Bertahun tahun penderitaan itu dijalaninya sehingga sampailah suatu hari ia tak tahan lagi sehingga ia mohon ‘mapamit’ dari Tjokorda kembali ke rumah orang tuanya dan berhenti “ngayah” di Puri. Dalam bahasa yang tegas ia minta cerai. Di kala itu usianya sudah mencapai 48 tahun, badannya sudah kurus kering dibelenggu tradisi. Roman mukanya sudah tua. Jauh berbeda dengan penampilannya saat dia belum menikah dulu. Dulu dia adalah gadis cantik jelita yang dikejar-kejar banyak pemuda dimanapun dia berada.
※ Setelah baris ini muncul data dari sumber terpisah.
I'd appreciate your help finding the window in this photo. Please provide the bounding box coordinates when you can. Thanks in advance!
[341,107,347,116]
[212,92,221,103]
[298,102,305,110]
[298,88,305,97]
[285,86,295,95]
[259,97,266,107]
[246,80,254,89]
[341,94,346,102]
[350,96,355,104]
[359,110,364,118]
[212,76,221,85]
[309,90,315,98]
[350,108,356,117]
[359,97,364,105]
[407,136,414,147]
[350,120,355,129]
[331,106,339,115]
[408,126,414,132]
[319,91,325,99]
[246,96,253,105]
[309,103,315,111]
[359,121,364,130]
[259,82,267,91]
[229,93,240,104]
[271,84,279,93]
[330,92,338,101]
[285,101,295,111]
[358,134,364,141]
Inilah salah satu contoh kasus pelecehan terhadap orang yang dicap Sudra. Bagaimana perasaan anda jika memiliki anak gadis cantik berpendidikan tinggi diperlakukan seperti Jero Jempiring? Karena itu, bangkitlah wahai para pemuda-pemudi Bali. Kembalikan Bali sebagaimana tattva yang tertuang dalam kitab suci Veda. Hapus tradisi feodal yang tercipta hanya karena muatan politis dan ekonomi dari kalangan tertentu. Sudah saatnya Anda sebagai orang Bali menjadi orang cerdas yang tahu mana baik dan buruk.
Dikutip dengan perubahan dari Majalah Raditya No.83 Juni 2004.